Perhaps, the legacy of Steel City will be more firmly rooted to families, children and homes when the place is leveled and rebuilt with new houses.

The authority held a ceremonial groundbreaking Tuesday for the monumental task of remaking, not only Steel City, but the entire neighborhood.

Although Farrell officials have not given their OK for the construction, the first heavy equipment could be in within two weeks to knock down the first four barracks-style public housing buildings, west of Spearman Avenue.

Farrell officials have granted demolition permits -- residents are moved out and utility service has been cut and capped -- for the four buildings, and the project is a few weeks away from council approving construction.

The Farrell Planning Commission approved the project for a second time Tuesday.
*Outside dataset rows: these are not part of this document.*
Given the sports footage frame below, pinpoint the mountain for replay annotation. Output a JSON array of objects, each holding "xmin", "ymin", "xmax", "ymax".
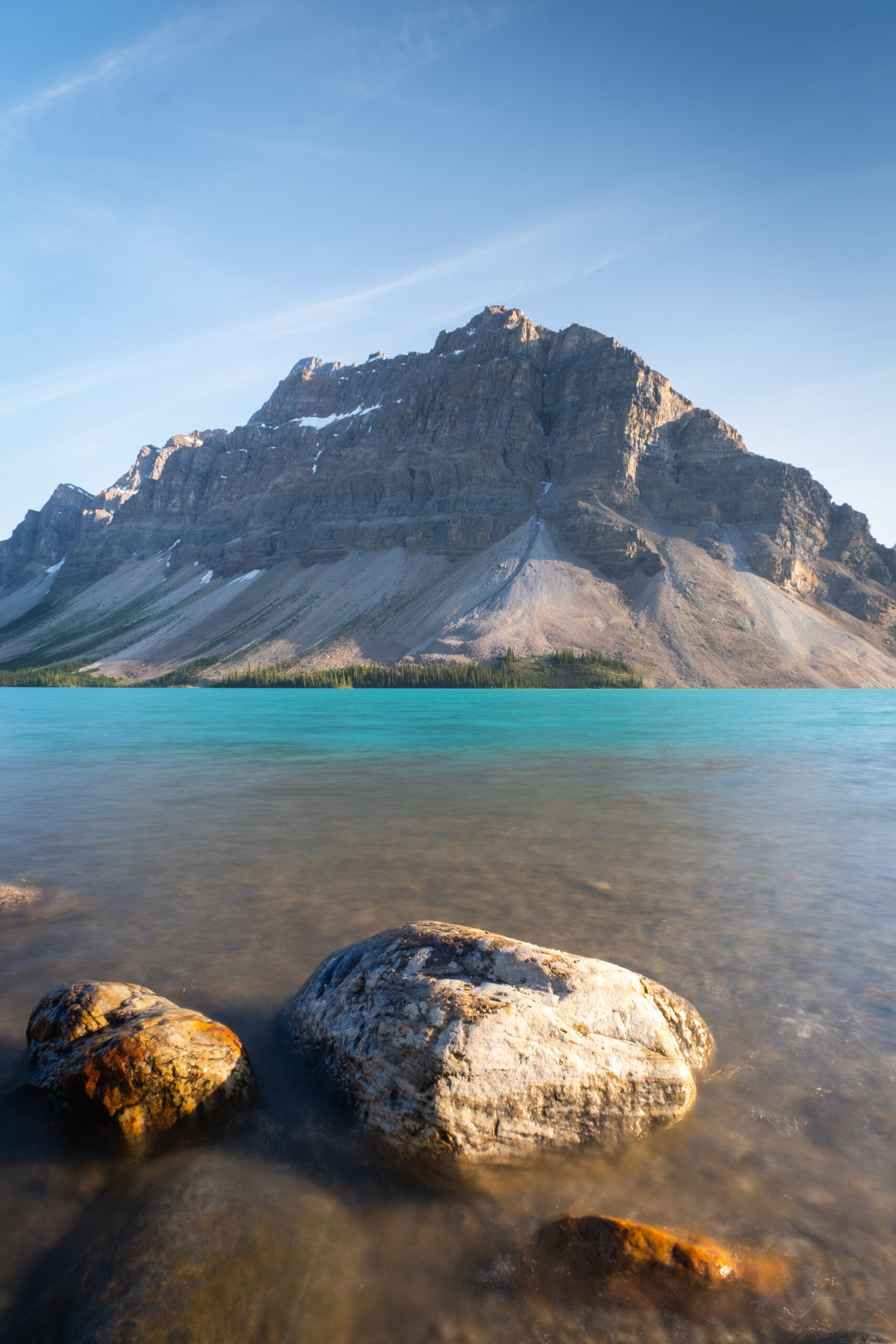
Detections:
[{"xmin": 0, "ymin": 307, "xmax": 896, "ymax": 686}]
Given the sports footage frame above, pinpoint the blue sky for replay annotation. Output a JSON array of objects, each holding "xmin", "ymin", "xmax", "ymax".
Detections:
[{"xmin": 0, "ymin": 0, "xmax": 896, "ymax": 544}]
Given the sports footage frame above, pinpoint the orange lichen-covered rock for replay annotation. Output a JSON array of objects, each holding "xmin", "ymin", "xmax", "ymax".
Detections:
[
  {"xmin": 27, "ymin": 981, "xmax": 254, "ymax": 1144},
  {"xmin": 539, "ymin": 1215, "xmax": 742, "ymax": 1286}
]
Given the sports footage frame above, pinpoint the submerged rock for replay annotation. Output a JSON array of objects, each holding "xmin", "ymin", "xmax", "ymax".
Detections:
[
  {"xmin": 27, "ymin": 980, "xmax": 254, "ymax": 1144},
  {"xmin": 0, "ymin": 881, "xmax": 40, "ymax": 910},
  {"xmin": 283, "ymin": 921, "xmax": 712, "ymax": 1157},
  {"xmin": 539, "ymin": 1215, "xmax": 740, "ymax": 1286},
  {"xmin": 539, "ymin": 1214, "xmax": 788, "ymax": 1296}
]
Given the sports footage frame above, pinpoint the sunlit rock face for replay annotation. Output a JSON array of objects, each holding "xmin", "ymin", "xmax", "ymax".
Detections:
[
  {"xmin": 0, "ymin": 307, "xmax": 896, "ymax": 625},
  {"xmin": 285, "ymin": 922, "xmax": 712, "ymax": 1159},
  {"xmin": 27, "ymin": 981, "xmax": 254, "ymax": 1145}
]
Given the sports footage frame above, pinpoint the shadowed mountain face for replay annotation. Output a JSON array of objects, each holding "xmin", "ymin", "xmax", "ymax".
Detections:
[{"xmin": 0, "ymin": 307, "xmax": 896, "ymax": 686}]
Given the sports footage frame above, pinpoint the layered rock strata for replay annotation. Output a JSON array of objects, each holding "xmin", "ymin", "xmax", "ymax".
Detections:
[
  {"xmin": 0, "ymin": 307, "xmax": 896, "ymax": 684},
  {"xmin": 27, "ymin": 981, "xmax": 254, "ymax": 1145},
  {"xmin": 283, "ymin": 921, "xmax": 712, "ymax": 1159}
]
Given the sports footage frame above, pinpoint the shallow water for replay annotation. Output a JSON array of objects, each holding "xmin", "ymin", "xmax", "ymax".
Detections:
[{"xmin": 0, "ymin": 689, "xmax": 896, "ymax": 1344}]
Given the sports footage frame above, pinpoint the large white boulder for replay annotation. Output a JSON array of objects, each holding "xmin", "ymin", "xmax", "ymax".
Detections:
[{"xmin": 283, "ymin": 921, "xmax": 712, "ymax": 1157}]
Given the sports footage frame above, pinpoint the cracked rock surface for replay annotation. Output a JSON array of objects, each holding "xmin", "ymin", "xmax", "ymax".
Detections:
[
  {"xmin": 283, "ymin": 921, "xmax": 712, "ymax": 1159},
  {"xmin": 27, "ymin": 980, "xmax": 254, "ymax": 1144}
]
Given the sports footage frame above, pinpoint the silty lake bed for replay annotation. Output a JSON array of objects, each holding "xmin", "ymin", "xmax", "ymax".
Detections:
[{"xmin": 0, "ymin": 689, "xmax": 896, "ymax": 1344}]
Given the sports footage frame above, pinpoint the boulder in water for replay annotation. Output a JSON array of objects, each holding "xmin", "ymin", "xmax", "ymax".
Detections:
[
  {"xmin": 283, "ymin": 921, "xmax": 712, "ymax": 1159},
  {"xmin": 28, "ymin": 980, "xmax": 254, "ymax": 1144},
  {"xmin": 539, "ymin": 1215, "xmax": 740, "ymax": 1286}
]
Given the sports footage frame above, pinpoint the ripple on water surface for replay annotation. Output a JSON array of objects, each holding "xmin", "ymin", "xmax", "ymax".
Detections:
[{"xmin": 0, "ymin": 689, "xmax": 896, "ymax": 1344}]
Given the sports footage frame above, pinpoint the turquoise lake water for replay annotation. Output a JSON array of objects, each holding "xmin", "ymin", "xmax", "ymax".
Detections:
[{"xmin": 0, "ymin": 688, "xmax": 896, "ymax": 1344}]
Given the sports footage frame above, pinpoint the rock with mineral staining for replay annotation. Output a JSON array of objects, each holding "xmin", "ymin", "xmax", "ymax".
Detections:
[
  {"xmin": 27, "ymin": 980, "xmax": 254, "ymax": 1144},
  {"xmin": 539, "ymin": 1215, "xmax": 740, "ymax": 1286},
  {"xmin": 0, "ymin": 881, "xmax": 40, "ymax": 910},
  {"xmin": 539, "ymin": 1214, "xmax": 790, "ymax": 1296},
  {"xmin": 283, "ymin": 921, "xmax": 712, "ymax": 1159}
]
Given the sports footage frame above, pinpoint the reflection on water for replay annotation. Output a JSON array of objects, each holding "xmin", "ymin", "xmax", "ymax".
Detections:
[{"xmin": 0, "ymin": 689, "xmax": 896, "ymax": 1344}]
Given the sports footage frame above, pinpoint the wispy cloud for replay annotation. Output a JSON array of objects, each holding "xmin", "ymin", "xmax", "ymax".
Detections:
[
  {"xmin": 0, "ymin": 196, "xmax": 720, "ymax": 417},
  {"xmin": 0, "ymin": 5, "xmax": 260, "ymax": 148}
]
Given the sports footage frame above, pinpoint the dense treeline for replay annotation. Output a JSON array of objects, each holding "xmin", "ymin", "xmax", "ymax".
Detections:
[
  {"xmin": 215, "ymin": 649, "xmax": 644, "ymax": 691},
  {"xmin": 0, "ymin": 660, "xmax": 118, "ymax": 686},
  {"xmin": 0, "ymin": 649, "xmax": 644, "ymax": 691}
]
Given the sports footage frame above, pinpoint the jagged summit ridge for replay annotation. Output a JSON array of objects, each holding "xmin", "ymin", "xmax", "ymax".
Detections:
[{"xmin": 0, "ymin": 305, "xmax": 896, "ymax": 675}]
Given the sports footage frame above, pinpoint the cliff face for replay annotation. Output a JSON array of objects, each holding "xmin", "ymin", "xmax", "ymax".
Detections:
[{"xmin": 0, "ymin": 307, "xmax": 896, "ymax": 682}]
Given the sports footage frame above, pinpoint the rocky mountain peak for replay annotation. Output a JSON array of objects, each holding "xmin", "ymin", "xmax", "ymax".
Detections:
[{"xmin": 0, "ymin": 304, "xmax": 896, "ymax": 676}]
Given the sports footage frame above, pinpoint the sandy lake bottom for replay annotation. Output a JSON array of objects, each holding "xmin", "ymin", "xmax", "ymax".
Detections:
[{"xmin": 0, "ymin": 689, "xmax": 896, "ymax": 1344}]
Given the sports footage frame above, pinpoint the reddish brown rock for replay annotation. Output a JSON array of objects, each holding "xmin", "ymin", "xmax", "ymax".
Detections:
[
  {"xmin": 539, "ymin": 1215, "xmax": 786, "ymax": 1293},
  {"xmin": 0, "ymin": 881, "xmax": 40, "ymax": 910},
  {"xmin": 27, "ymin": 981, "xmax": 254, "ymax": 1144}
]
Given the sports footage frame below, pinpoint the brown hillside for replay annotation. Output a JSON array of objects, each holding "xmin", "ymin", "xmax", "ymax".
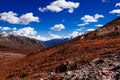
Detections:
[{"xmin": 0, "ymin": 18, "xmax": 120, "ymax": 80}]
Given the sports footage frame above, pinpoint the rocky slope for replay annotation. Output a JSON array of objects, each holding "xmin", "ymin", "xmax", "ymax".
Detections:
[
  {"xmin": 0, "ymin": 18, "xmax": 120, "ymax": 80},
  {"xmin": 0, "ymin": 33, "xmax": 45, "ymax": 73}
]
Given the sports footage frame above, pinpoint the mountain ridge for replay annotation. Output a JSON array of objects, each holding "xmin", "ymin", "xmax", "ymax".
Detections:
[{"xmin": 0, "ymin": 17, "xmax": 120, "ymax": 80}]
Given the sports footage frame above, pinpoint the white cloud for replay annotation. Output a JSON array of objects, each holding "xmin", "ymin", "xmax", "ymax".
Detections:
[
  {"xmin": 0, "ymin": 11, "xmax": 19, "ymax": 24},
  {"xmin": 19, "ymin": 13, "xmax": 39, "ymax": 24},
  {"xmin": 94, "ymin": 14, "xmax": 104, "ymax": 19},
  {"xmin": 12, "ymin": 27, "xmax": 17, "ymax": 31},
  {"xmin": 49, "ymin": 33, "xmax": 62, "ymax": 39},
  {"xmin": 95, "ymin": 24, "xmax": 103, "ymax": 27},
  {"xmin": 10, "ymin": 27, "xmax": 50, "ymax": 41},
  {"xmin": 12, "ymin": 27, "xmax": 37, "ymax": 37},
  {"xmin": 50, "ymin": 24, "xmax": 65, "ymax": 31},
  {"xmin": 110, "ymin": 9, "xmax": 120, "ymax": 14},
  {"xmin": 2, "ymin": 27, "xmax": 11, "ymax": 31},
  {"xmin": 39, "ymin": 0, "xmax": 80, "ymax": 13},
  {"xmin": 0, "ymin": 26, "xmax": 12, "ymax": 31},
  {"xmin": 102, "ymin": 0, "xmax": 110, "ymax": 3},
  {"xmin": 87, "ymin": 28, "xmax": 95, "ymax": 31},
  {"xmin": 81, "ymin": 14, "xmax": 104, "ymax": 23},
  {"xmin": 115, "ymin": 3, "xmax": 120, "ymax": 7},
  {"xmin": 0, "ymin": 11, "xmax": 39, "ymax": 25},
  {"xmin": 109, "ymin": 3, "xmax": 120, "ymax": 16},
  {"xmin": 77, "ymin": 23, "xmax": 89, "ymax": 26},
  {"xmin": 68, "ymin": 31, "xmax": 83, "ymax": 38}
]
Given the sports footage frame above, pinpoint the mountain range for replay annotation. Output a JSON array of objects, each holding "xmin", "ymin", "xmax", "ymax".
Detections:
[{"xmin": 0, "ymin": 17, "xmax": 120, "ymax": 80}]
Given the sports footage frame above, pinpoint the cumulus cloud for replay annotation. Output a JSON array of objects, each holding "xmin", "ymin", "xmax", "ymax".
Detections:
[
  {"xmin": 49, "ymin": 33, "xmax": 62, "ymax": 39},
  {"xmin": 95, "ymin": 24, "xmax": 103, "ymax": 27},
  {"xmin": 68, "ymin": 31, "xmax": 83, "ymax": 38},
  {"xmin": 50, "ymin": 24, "xmax": 65, "ymax": 31},
  {"xmin": 115, "ymin": 3, "xmax": 120, "ymax": 7},
  {"xmin": 12, "ymin": 27, "xmax": 37, "ymax": 37},
  {"xmin": 39, "ymin": 0, "xmax": 80, "ymax": 13},
  {"xmin": 109, "ymin": 3, "xmax": 120, "ymax": 16},
  {"xmin": 10, "ymin": 27, "xmax": 50, "ymax": 41},
  {"xmin": 110, "ymin": 9, "xmax": 120, "ymax": 14},
  {"xmin": 0, "ymin": 26, "xmax": 12, "ymax": 31},
  {"xmin": 0, "ymin": 11, "xmax": 39, "ymax": 25},
  {"xmin": 87, "ymin": 28, "xmax": 95, "ymax": 31},
  {"xmin": 81, "ymin": 14, "xmax": 104, "ymax": 23},
  {"xmin": 102, "ymin": 0, "xmax": 109, "ymax": 3}
]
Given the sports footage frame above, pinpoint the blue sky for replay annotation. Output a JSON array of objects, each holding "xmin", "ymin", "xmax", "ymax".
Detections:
[{"xmin": 0, "ymin": 0, "xmax": 120, "ymax": 40}]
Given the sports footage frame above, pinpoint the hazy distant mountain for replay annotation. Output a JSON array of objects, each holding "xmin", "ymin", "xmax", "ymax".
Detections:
[
  {"xmin": 0, "ymin": 33, "xmax": 45, "ymax": 55},
  {"xmin": 0, "ymin": 17, "xmax": 120, "ymax": 80}
]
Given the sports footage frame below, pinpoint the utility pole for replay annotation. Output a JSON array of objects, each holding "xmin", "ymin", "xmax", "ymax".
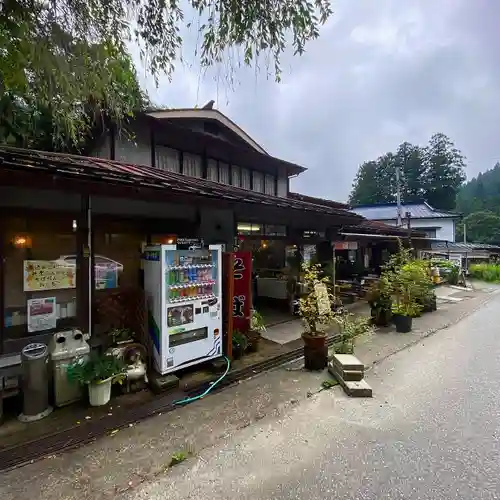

"On the 20th, we should be able to wrap it up and we can talk building permit," said city zoning officer Mark Yerskey. Council will hold a public hearing on the project that day, then approve it, he said.

Council has been supportive during several years of planning, and Mayor William Morocco referred to a phrase from the Declaration of Independence -- "a decent respect to the opinions of mankind" -- when talking about the Steel City plans.

"I don't know of anything else that could fill that definition of decency," he said.

The project is heavily regulated by the federal government, and developers have yet to officially close on the deal with the Department of Housing and Urban Development.

"We just received a nine-page memorandum to a document that is not nine pages long," said developer Ralph A. Falbo.

The initial phase calls for the leveling of the 100 apartments and replacing them with 53 rental units, some of which will be for public housing, and others to be rented at closer to the market rate.

Ultimately, the authority and its development partner, Falbo/PennRose Joint Partnership, plan to build 74 public housing units, 45 apartments rented at closer to the market rate and 26 homes for sale.

Some of the work will be done in the surrounding neighborhood.

National City Bank has stepped in to provide a good chunk of the first phase funding, which has a budget of $9 million.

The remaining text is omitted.